If Jesus truly is who he claims to be, the eternal Son of God and Savior of the world, then why is he not recognized by everyone who hears his word and sees his works?  John the Evangelist states that when Jesus came into the world, the world knew him not, and his own people did not receive him (John 1:10-11).

 

“New relationships are established in Christ between Jew and Gentile.”

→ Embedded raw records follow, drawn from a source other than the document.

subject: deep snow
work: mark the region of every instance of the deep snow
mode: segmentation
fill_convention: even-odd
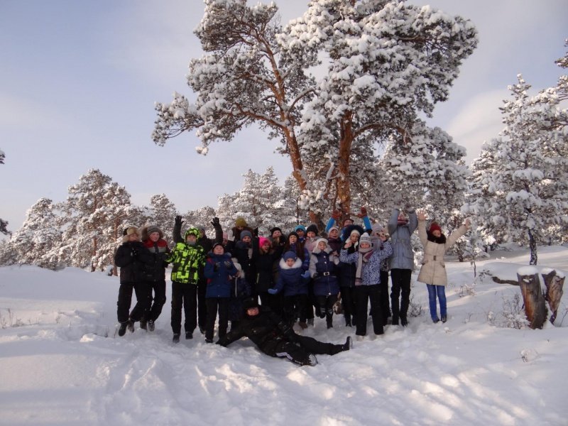
[[[268,357],[246,339],[173,345],[169,281],[155,332],[119,337],[118,278],[1,268],[0,424],[568,425],[567,298],[556,326],[493,325],[520,290],[488,273],[515,279],[528,255],[492,257],[478,262],[474,285],[469,263],[448,262],[446,324],[432,323],[425,285],[414,283],[424,312],[409,327],[318,356],[315,367]],[[539,262],[568,271],[568,249],[540,248]],[[327,330],[316,319],[305,332],[353,335],[342,318],[334,323]]]

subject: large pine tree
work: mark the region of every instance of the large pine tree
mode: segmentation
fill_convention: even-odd
[[[566,57],[557,63],[566,67]],[[566,240],[568,223],[568,110],[567,76],[558,85],[529,95],[530,86],[518,76],[509,87],[513,99],[501,109],[501,136],[484,146],[474,163],[466,209],[480,215],[486,236],[510,240],[530,249]]]
[[[471,22],[394,0],[313,0],[284,29],[273,3],[205,4],[195,33],[206,55],[188,75],[197,100],[175,94],[158,104],[153,139],[197,129],[206,153],[258,124],[281,140],[312,221],[315,200],[349,212],[351,181],[367,178],[359,172],[377,143],[427,134],[413,133],[418,114],[446,99],[477,43]]]
[[[137,209],[131,204],[130,194],[124,187],[91,169],[69,187],[61,210],[60,252],[66,263],[95,271],[113,263],[125,224]]]

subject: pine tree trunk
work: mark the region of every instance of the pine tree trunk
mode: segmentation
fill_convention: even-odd
[[[538,274],[522,275],[517,273],[520,293],[525,302],[525,314],[532,329],[542,329],[546,321],[545,296],[540,289]]]
[[[341,205],[344,216],[351,211],[350,154],[354,135],[352,125],[353,113],[349,111],[342,117],[341,139],[339,140],[339,158],[338,159],[337,203]],[[342,220],[344,220],[342,217]]]
[[[532,236],[530,229],[528,230],[528,246],[530,248],[530,261],[529,265],[536,265],[538,261],[538,255],[537,253],[537,241]]]
[[[546,294],[545,299],[548,303],[548,307],[552,312],[550,315],[550,322],[555,323],[556,315],[558,314],[558,306],[560,305],[560,300],[564,294],[564,280],[566,277],[560,277],[557,275],[556,271],[552,271],[550,273],[542,274],[546,285]]]

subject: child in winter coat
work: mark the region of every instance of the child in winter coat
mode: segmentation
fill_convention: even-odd
[[[424,258],[422,268],[418,274],[418,281],[425,283],[428,289],[428,302],[430,307],[430,317],[435,324],[439,321],[436,307],[436,296],[439,299],[439,315],[442,322],[447,320],[447,308],[446,305],[446,266],[444,263],[444,255],[471,227],[469,219],[452,232],[448,238],[442,233],[442,229],[436,222],[432,222],[430,229],[426,231],[426,214],[424,212],[417,213],[418,236],[424,246]]]
[[[295,232],[288,234],[283,251],[283,253],[293,251],[296,253],[296,257],[302,262],[302,269],[307,271],[310,268],[310,253],[304,246],[304,244],[300,241],[300,237]]]
[[[193,332],[197,327],[197,283],[205,261],[203,247],[197,244],[199,236],[197,228],[187,229],[185,242],[175,244],[165,259],[172,263],[171,325],[174,343],[180,342],[182,307],[185,314],[185,339],[193,339]]]
[[[252,263],[256,273],[254,283],[261,298],[261,304],[265,307],[270,306],[273,309],[271,302],[273,296],[268,293],[268,289],[272,288],[274,284],[274,261],[281,256],[281,246],[275,245],[273,248],[271,241],[264,236],[253,239]]]
[[[339,229],[337,226],[332,226],[329,229],[327,235],[327,245],[331,247],[332,252],[339,257],[343,242],[339,238]]]
[[[363,234],[359,238],[359,249],[349,254],[351,241],[345,243],[339,259],[346,263],[354,263],[355,273],[354,295],[356,305],[356,331],[358,339],[363,339],[367,334],[367,307],[371,301],[371,312],[373,316],[373,331],[375,334],[382,334],[383,315],[381,312],[381,262],[390,256],[393,248],[385,236],[379,236],[383,245],[373,247],[371,236]]]
[[[215,319],[219,309],[219,337],[226,334],[229,325],[229,302],[231,297],[232,276],[239,271],[231,260],[231,254],[226,253],[222,243],[215,243],[209,252],[205,261],[205,278],[207,287],[205,302],[207,307],[207,321],[205,324],[205,342],[213,342]]]
[[[290,324],[299,318],[298,324],[302,329],[306,323],[306,302],[307,300],[307,280],[310,271],[304,272],[302,261],[293,251],[287,251],[280,261],[280,274],[275,288],[268,293],[275,295],[284,293],[284,317]]]
[[[414,251],[410,240],[418,222],[414,209],[407,208],[408,217],[398,209],[393,209],[387,226],[393,244],[393,256],[389,259],[390,280],[393,283],[390,302],[393,307],[393,324],[406,326],[407,314],[410,304],[410,280],[414,269]],[[398,299],[400,298],[399,305]]]
[[[386,229],[378,224],[373,224],[371,227],[371,239],[373,244],[383,245],[380,239],[381,236],[388,239]],[[388,259],[381,262],[381,312],[383,313],[383,325],[386,325],[390,316],[390,295],[388,294]]]
[[[343,248],[347,251],[347,254],[357,252],[359,247],[359,236],[363,233],[363,229],[359,225],[349,225],[346,232],[349,231],[349,246]],[[342,245],[345,243],[342,243]],[[339,251],[341,253],[341,250]],[[356,306],[355,303],[355,273],[356,267],[354,263],[346,263],[342,261],[339,263],[339,288],[343,305],[343,315],[345,318],[345,326],[351,327],[356,324]]]
[[[311,253],[315,248],[316,244],[319,239],[317,236],[318,232],[317,225],[315,224],[312,224],[306,228],[306,239],[304,241],[304,247],[306,248],[308,253]]]
[[[339,293],[339,258],[332,253],[327,240],[318,239],[310,258],[310,274],[314,285],[317,315],[320,318],[325,317],[328,329],[333,327],[333,305]]]
[[[120,322],[119,336],[124,336],[126,329],[134,331],[134,322],[142,319],[151,297],[148,283],[144,280],[151,258],[140,242],[139,235],[138,229],[134,226],[125,229],[122,244],[114,255],[114,264],[120,268],[120,288],[116,303],[116,315]],[[136,294],[136,305],[129,315],[133,290]]]
[[[154,322],[162,313],[162,307],[165,304],[165,267],[168,266],[165,258],[170,253],[170,248],[164,239],[164,233],[154,225],[142,228],[142,244],[148,250],[152,263],[145,274],[150,292],[150,305],[143,319],[140,320],[140,328],[153,332]]]

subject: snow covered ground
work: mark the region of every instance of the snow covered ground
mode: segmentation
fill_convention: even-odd
[[[524,251],[492,257],[478,274],[514,279],[528,263]],[[539,263],[567,271],[568,249],[540,248]],[[446,324],[432,323],[415,283],[424,312],[408,327],[298,367],[246,339],[174,346],[169,283],[155,332],[119,337],[117,278],[1,268],[0,424],[568,425],[566,296],[556,326],[503,328],[491,322],[505,321],[519,288],[486,273],[474,285],[469,263],[449,262],[448,273]],[[354,330],[342,324],[327,330],[317,319],[305,332],[343,342]]]

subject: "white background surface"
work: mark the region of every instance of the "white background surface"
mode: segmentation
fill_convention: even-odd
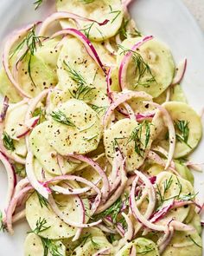
[[[204,0],[182,0],[204,32]]]
[[[32,2],[0,0],[0,38],[16,27],[39,19],[40,16],[45,16],[45,10],[42,8],[40,12],[35,11]],[[182,86],[190,105],[201,113],[204,107],[204,38],[194,18],[180,0],[137,0],[131,7],[139,30],[169,44],[176,62],[184,57],[188,58],[187,74]],[[202,141],[194,154],[194,159],[199,162],[204,161],[203,152]],[[195,178],[196,191],[203,199],[204,175],[196,173]],[[3,205],[6,188],[6,175],[3,169],[0,168],[0,207]],[[18,224],[15,226],[13,237],[0,233],[0,256],[23,255],[27,228],[26,224]]]

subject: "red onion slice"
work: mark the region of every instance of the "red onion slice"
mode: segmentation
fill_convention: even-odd
[[[89,19],[86,17],[83,17],[81,16],[79,16],[77,14],[72,13],[72,12],[67,12],[67,11],[58,11],[51,14],[49,16],[48,16],[44,22],[41,23],[41,27],[39,31],[39,35],[41,36],[44,36],[46,30],[48,30],[48,27],[54,22],[61,20],[61,19],[73,19],[74,21],[77,20],[81,20],[85,22],[92,22],[98,23],[99,26],[104,26],[105,25],[109,20],[105,20],[103,23],[98,23],[95,20]]]
[[[59,36],[62,35],[72,35],[75,37],[77,37],[85,46],[88,55],[96,62],[96,63],[102,69],[105,74],[106,74],[106,69],[105,66],[103,65],[95,48],[92,44],[91,41],[80,30],[77,30],[75,29],[66,29],[61,31],[58,31],[54,33],[52,36],[52,38],[57,37]]]
[[[126,89],[126,73],[127,73],[127,68],[128,64],[132,57],[132,55],[135,50],[137,50],[140,46],[142,46],[144,43],[148,42],[149,40],[153,39],[152,36],[145,36],[141,41],[137,43],[124,56],[120,66],[119,66],[119,85],[121,88],[121,90],[124,90]]]
[[[21,212],[16,213],[12,217],[12,223],[16,223],[26,217],[26,212],[25,209],[22,210]]]
[[[127,176],[126,173],[123,168],[121,168],[121,184],[116,189],[116,191],[112,194],[112,196],[109,197],[108,200],[106,200],[103,205],[100,205],[96,211],[96,213],[100,213],[109,208],[122,194],[124,189],[127,183]]]
[[[102,248],[92,254],[92,256],[110,255],[111,252],[111,248]]]
[[[10,52],[15,43],[19,40],[19,38],[24,36],[34,26],[36,26],[40,23],[35,23],[29,24],[22,30],[16,30],[10,36],[9,40],[6,42],[3,54],[3,65],[4,67],[6,75],[10,79],[10,82],[14,85],[16,89],[22,97],[30,98],[30,96],[21,88],[20,84],[14,79],[12,72],[10,69]]]
[[[53,178],[52,180],[45,182],[45,185],[48,186],[48,184],[49,183],[52,183],[52,182],[54,182],[54,181],[79,181],[79,182],[82,182],[84,184],[86,184],[88,185],[88,187],[84,187],[84,188],[81,188],[80,190],[77,189],[77,188],[72,188],[72,190],[70,188],[67,188],[67,190],[65,191],[64,189],[59,189],[58,188],[58,192],[61,193],[61,192],[64,192],[65,194],[76,194],[76,193],[79,193],[79,192],[86,192],[86,191],[88,191],[90,190],[90,188],[92,187],[93,190],[96,191],[97,193],[97,196],[94,200],[94,202],[92,203],[92,208],[91,208],[91,214],[92,215],[97,207],[99,207],[99,203],[100,203],[100,200],[101,200],[101,192],[99,190],[99,188],[95,185],[93,184],[92,182],[82,178],[82,177],[79,177],[79,176],[75,176],[75,175],[61,175],[61,176],[57,176],[57,177],[54,177]],[[50,187],[50,188],[52,189],[52,187]],[[56,191],[56,187],[54,187],[54,191]],[[79,193],[80,194],[80,193]]]
[[[108,198],[108,195],[109,195],[110,185],[109,185],[109,181],[108,181],[108,178],[107,178],[105,171],[92,159],[84,156],[82,154],[80,155],[80,154],[68,154],[67,156],[70,156],[70,157],[73,157],[73,159],[77,159],[81,161],[86,162],[93,169],[95,169],[97,171],[97,173],[101,177],[102,181],[103,181],[103,187],[101,188],[102,200],[105,201],[105,200]]]
[[[159,111],[161,111],[163,116],[165,118],[164,123],[168,127],[169,129],[169,154],[168,154],[168,159],[167,159],[167,163],[165,166],[165,170],[169,167],[173,156],[174,156],[174,152],[175,152],[175,127],[173,121],[170,117],[170,115],[167,111],[165,108],[163,106],[160,106],[157,103],[152,102],[143,102],[146,104],[152,105],[156,108],[158,108]]]
[[[174,228],[172,226],[166,226],[164,235],[158,240],[157,246],[159,247],[159,253],[163,253],[166,247],[169,246],[172,237],[174,235]]]
[[[75,196],[75,198],[76,198],[74,200],[75,204],[77,206],[80,205],[80,208],[83,209],[82,214],[80,215],[80,217],[81,217],[81,224],[83,224],[83,223],[85,223],[85,213],[86,213],[85,206],[84,206],[84,203],[83,203],[83,201],[82,201],[82,200],[81,200],[81,198],[80,196]],[[79,240],[79,238],[80,238],[80,236],[81,234],[82,230],[83,230],[82,227],[79,227],[77,229],[77,232],[76,232],[74,237],[72,240],[73,242],[74,242],[74,241],[76,241],[76,240]]]
[[[13,213],[15,211],[15,208],[18,203],[18,200],[20,198],[22,198],[22,196],[24,196],[25,194],[28,194],[28,192],[29,192],[31,189],[33,189],[33,187],[31,186],[29,187],[26,187],[24,188],[22,188],[18,194],[16,194],[10,203],[10,206],[6,211],[6,226],[7,226],[7,229],[8,229],[8,232],[10,233],[10,234],[13,234],[14,233],[14,231],[13,231],[13,227],[12,227],[12,215],[13,215]]]
[[[0,115],[0,122],[2,122],[5,119],[6,113],[9,108],[9,101],[10,99],[7,96],[5,96],[3,99],[3,108]]]
[[[13,166],[9,162],[7,157],[0,151],[0,161],[3,164],[7,178],[8,178],[8,191],[6,196],[5,208],[7,209],[14,194],[14,189],[16,184],[16,175]]]
[[[131,241],[134,235],[134,227],[132,221],[124,213],[122,213],[121,214],[123,215],[127,223],[127,231],[125,232],[124,238],[126,242]]]
[[[103,126],[105,128],[108,125],[108,122],[111,119],[111,115],[113,111],[120,105],[125,102],[126,101],[131,100],[131,98],[147,98],[151,100],[152,97],[146,94],[145,92],[134,92],[134,91],[126,91],[125,93],[121,93],[118,99],[113,100],[112,103],[110,105],[106,112],[105,113],[103,119]]]
[[[131,187],[131,195],[130,195],[130,207],[131,207],[131,212],[132,212],[134,217],[136,218],[136,220],[137,220],[144,226],[146,226],[150,229],[152,229],[152,230],[164,231],[165,230],[164,226],[155,225],[155,224],[151,223],[150,220],[148,220],[148,219],[152,214],[154,208],[155,208],[155,205],[156,205],[155,190],[152,190],[152,188],[151,188],[152,184],[150,183],[149,179],[145,177],[145,175],[143,175],[142,173],[140,173],[138,171],[136,171],[136,174],[137,176],[135,178],[135,180],[132,183],[132,187]],[[139,212],[137,203],[136,203],[136,200],[135,200],[135,191],[136,191],[136,186],[137,186],[137,183],[138,181],[138,177],[141,178],[145,182],[146,186],[147,185],[149,186],[149,189],[150,189],[150,192],[149,192],[149,206],[150,207],[149,207],[149,209],[147,210],[147,212],[145,213],[144,216],[142,215],[141,213]],[[148,215],[150,215],[150,216],[148,217]]]
[[[107,95],[111,103],[112,102],[112,100],[113,100],[113,95],[112,91],[112,67],[111,67],[108,69],[107,75],[106,75]]]
[[[48,203],[51,207],[51,208],[53,209],[54,213],[61,220],[63,220],[65,223],[67,223],[67,225],[70,225],[74,227],[90,227],[90,226],[97,226],[98,224],[101,223],[101,220],[96,221],[96,222],[92,222],[92,223],[88,223],[88,224],[82,224],[80,222],[74,222],[71,220],[69,220],[69,218],[67,217],[67,215],[66,215],[65,213],[63,213],[59,208],[57,204],[55,203],[52,194],[49,194],[48,196]],[[85,210],[80,207],[80,213],[82,213],[82,214],[85,213],[84,212]]]
[[[131,246],[130,256],[137,256],[137,250],[136,250],[136,246]]]
[[[187,59],[182,60],[176,68],[175,75],[172,81],[171,85],[178,84],[182,82],[187,69]]]
[[[34,156],[31,152],[29,152],[26,157],[26,174],[31,186],[44,198],[48,199],[48,194],[51,193],[48,186],[39,182],[34,173],[33,165]]]

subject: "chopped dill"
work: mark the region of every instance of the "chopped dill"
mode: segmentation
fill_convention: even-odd
[[[33,116],[39,116],[38,124],[45,121],[45,109],[42,108],[36,108],[33,113]]]
[[[99,107],[99,106],[97,106],[97,105],[94,105],[94,104],[90,104],[91,108],[96,111],[98,114],[99,113],[105,113],[105,111],[107,109],[108,106],[105,106],[105,107]]]
[[[129,52],[132,52],[132,60],[136,66],[136,75],[137,74],[137,82],[134,85],[134,88],[137,88],[138,85],[142,85],[145,88],[150,87],[150,84],[152,82],[156,82],[155,76],[151,72],[150,67],[147,62],[144,62],[143,56],[137,52],[131,49],[128,49],[124,48],[122,45],[118,45],[118,48],[122,49],[120,55],[126,55]],[[147,76],[145,78],[145,76]],[[144,79],[145,78],[145,79]],[[144,80],[144,81],[143,81]]]
[[[41,237],[41,243],[44,248],[44,254],[43,256],[48,256],[49,253],[52,256],[63,256],[60,252],[61,246],[57,246],[53,240],[48,238]]]
[[[10,151],[15,150],[14,140],[5,131],[3,134],[3,143],[6,149]]]
[[[143,153],[145,148],[148,146],[148,143],[150,141],[150,123],[147,121],[146,120],[143,121],[142,123],[138,124],[131,134],[128,141],[130,143],[131,141],[134,141],[135,143],[135,152],[138,154],[140,156],[143,157]],[[144,143],[142,141],[142,133],[145,130],[145,140]]]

In our second reading from Ephesians, St. Paul indicates that God makes no distinction among people.  He accepts all who honor him and act justly, regardless of race or ethnicity.  St Paul assures us that even the Gentiles have been given the opportunity to experience the grace of God.  God has no favorites; the gift of Jesus, God from God and Light from Light, is for all who wish to embrace him.

 

St. Paul proclaimed Christ as a great unifying force among peoples of the most varied background.  He comes, Paul says, to tear down the walls of hostility that divide us and to reconcile to God and to one another.  The mystery revealed in Christ is a mystery of reconciliation; all peoples are called to form a single body, a holy temple, a dwelling place for God.

 

Today we celebrate receiving God’s light.  But there is more to it than that.  The First Reading opens with “Rise up in splendor…Your light has come.”  We are to do more than just receive the light.  We are to share it and reflect it.  In our terms it is as if the Lord said “Rise and shine; your light has come.”  That is what we mean when we say we are called.  We are called to be disciples and to be the Light of Christ for those around us.  “To Love one another, as I have loved you.”

 

In his letter to the Ephesians, St. Paul also speaks of the revelations which this day represents.  Paul points out that it had been revealed to us; a revelation is an epiphany.  What is revealed?  Exactly what Isaiah speaks of in the fact that Christ and His Divinity are revealed to the whole world.  And what is the key to this revelation?  The fact that “the Gentiles are coheirs, members of the same body, and copartners in the promise in Christ Jesus through the gospel.”

 

Jesus was bigger than a Messiah for the Jews.  St. Paul tells us that God sent Jesus into this world for everyone!  Jews and Gentiles alike.  Jesus came to save all of us.  You and I: the alcoholic, the drug addict, the prostitute, the pedophile, the killer on death row, the average person on the street, the immigrant, the gay, lesbian, transgender, the person sitting in church here today.  In our world, we judge each other by how big our “sin” is.  We look and judge it from the side view, as in a bar graph.  In God and Christ’s view, they view all sins, and are equal, as in a top view of that same bar graph.

 

The Lord of the universe who revealed the star of Bethlehem to the Gentiles of the East so they could come and worship Jesus, the Prince of Peace (Isaiah 9:6) and King of Kings (Revelations 19:16), gives each one of us the same light of revelation to recognize and accept Jesus as our Lord and Savior.  Faith is an entirely free gift that God makes to us.  It is through the help of the Holy Spirit, who moves the heart and opens the eyes of the mind, that we are able to understand, accept, and believe the truth which God has revealed to us through his Son, Jesus Christ.  In faith, the human will and intellect cooperate with grace.  “Believing is an act of the intellect assenting to the divine truth by command of the will moved by God through grace” (Thomas Aquinas).